Kale and Kubeflow within vSphere – the vSphere-extension

Time flies by, each post takes a bit of time, but here we are! Another part of our series, were the final goal is to show how to utilize Kale in the current Kubeflow version of 1.1! What is all the fuzz about? Get an overview in the latest blogpost!

What to expect

Expect to do some work by yourself! Unfortunately, we’ve not enough time to guide you through each of the steps step by step! Rather, this post is more or less an explanation of the vSphere-extension we’ve already built. The installation guide is found at the end of the post.

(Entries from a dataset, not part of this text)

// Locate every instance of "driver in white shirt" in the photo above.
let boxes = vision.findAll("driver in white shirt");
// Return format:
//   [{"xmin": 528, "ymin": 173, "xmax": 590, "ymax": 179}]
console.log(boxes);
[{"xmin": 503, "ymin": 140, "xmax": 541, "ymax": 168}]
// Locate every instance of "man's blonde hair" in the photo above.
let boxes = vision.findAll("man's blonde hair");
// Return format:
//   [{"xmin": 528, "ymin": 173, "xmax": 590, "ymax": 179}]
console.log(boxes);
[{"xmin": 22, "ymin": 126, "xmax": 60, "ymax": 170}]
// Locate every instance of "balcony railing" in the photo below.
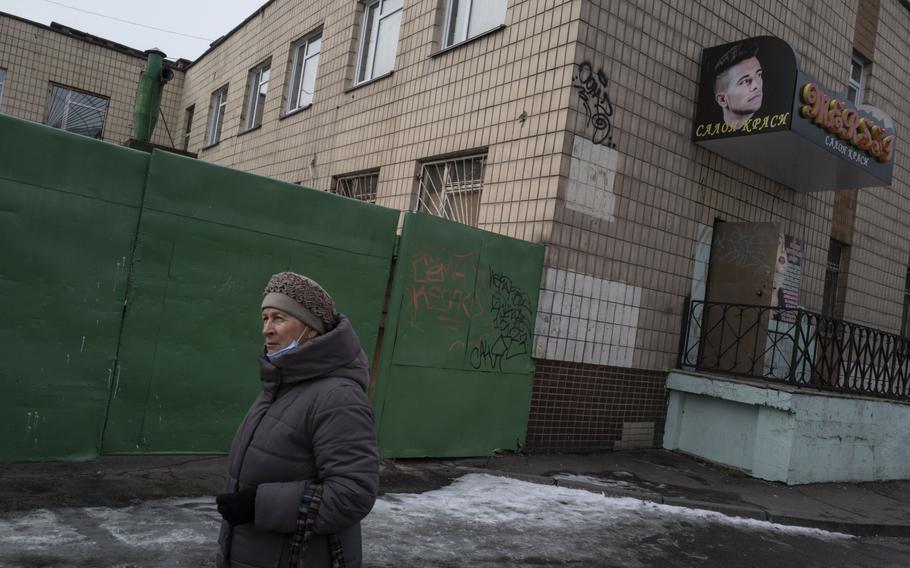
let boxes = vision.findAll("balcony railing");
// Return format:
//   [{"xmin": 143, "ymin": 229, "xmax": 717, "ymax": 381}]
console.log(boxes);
[{"xmin": 679, "ymin": 300, "xmax": 910, "ymax": 402}]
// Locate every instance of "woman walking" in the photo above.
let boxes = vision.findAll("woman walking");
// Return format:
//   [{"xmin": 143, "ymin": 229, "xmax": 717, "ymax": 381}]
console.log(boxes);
[{"xmin": 216, "ymin": 272, "xmax": 380, "ymax": 568}]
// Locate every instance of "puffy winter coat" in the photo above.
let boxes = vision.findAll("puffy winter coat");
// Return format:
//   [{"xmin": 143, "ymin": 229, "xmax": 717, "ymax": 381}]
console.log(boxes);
[{"xmin": 216, "ymin": 315, "xmax": 380, "ymax": 568}]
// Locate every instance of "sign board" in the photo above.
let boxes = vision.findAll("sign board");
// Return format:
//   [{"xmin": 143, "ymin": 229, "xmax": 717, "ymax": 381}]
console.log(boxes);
[{"xmin": 693, "ymin": 36, "xmax": 896, "ymax": 192}]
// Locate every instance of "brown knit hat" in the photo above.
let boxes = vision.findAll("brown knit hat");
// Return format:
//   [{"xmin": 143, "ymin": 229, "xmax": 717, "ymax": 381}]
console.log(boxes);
[{"xmin": 261, "ymin": 272, "xmax": 337, "ymax": 335}]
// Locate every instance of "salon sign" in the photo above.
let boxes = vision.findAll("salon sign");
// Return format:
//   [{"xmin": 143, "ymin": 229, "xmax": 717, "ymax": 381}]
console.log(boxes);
[{"xmin": 799, "ymin": 82, "xmax": 895, "ymax": 164}]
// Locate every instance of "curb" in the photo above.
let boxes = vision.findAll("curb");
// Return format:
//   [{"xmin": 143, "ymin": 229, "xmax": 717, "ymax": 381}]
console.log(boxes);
[{"xmin": 448, "ymin": 465, "xmax": 910, "ymax": 538}]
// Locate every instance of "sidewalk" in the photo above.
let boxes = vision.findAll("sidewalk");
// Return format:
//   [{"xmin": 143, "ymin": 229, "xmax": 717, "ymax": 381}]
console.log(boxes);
[{"xmin": 1, "ymin": 449, "xmax": 908, "ymax": 537}]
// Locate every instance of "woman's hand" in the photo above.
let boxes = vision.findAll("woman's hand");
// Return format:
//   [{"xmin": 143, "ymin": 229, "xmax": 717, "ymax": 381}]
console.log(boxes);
[{"xmin": 216, "ymin": 486, "xmax": 257, "ymax": 526}]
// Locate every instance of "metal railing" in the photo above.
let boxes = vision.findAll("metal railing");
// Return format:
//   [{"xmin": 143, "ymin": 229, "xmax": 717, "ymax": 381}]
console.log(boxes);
[{"xmin": 680, "ymin": 300, "xmax": 910, "ymax": 401}]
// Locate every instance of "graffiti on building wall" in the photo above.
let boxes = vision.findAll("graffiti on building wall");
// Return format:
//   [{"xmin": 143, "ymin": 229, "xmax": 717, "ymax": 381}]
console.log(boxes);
[
  {"xmin": 572, "ymin": 62, "xmax": 616, "ymax": 147},
  {"xmin": 469, "ymin": 269, "xmax": 533, "ymax": 371}
]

We will apply our first Admission Controller written in Java with Quarkus. I’m happy, you’re still with me!

  1. Problems
  2. Solutions
  3. What is an admission controller?
  4. Implementation

1) The problems (PSP)

Yes, it’s correct, we’ve got two problems, which we’ll fix one by one. The first one is an improvement of an already posted solution here.

A brief overview: TKG has pod security policies (PSPs) activated. This is used for improving security. For example, a service account in the default namespace can’t create pods when no PSP is attached to this service account. A rolebinding is necessary, to overcome this issue. Kubeflow ties user accounts to namespaces for multi-tenancy.

Who creates new PSPs for new namespaces or service accounts?

2) The solution (PSP)

Our first solution was to ask the AD which accounts exist (and therefore could log in). Each account was tied to a namespace and a profile. This process would’ve been run periodically.

The current solution:

It’s not just possible to list each resource, it’s also possible to watch a resource. Unfortunately, the profile gets created first, and then the namespace is created.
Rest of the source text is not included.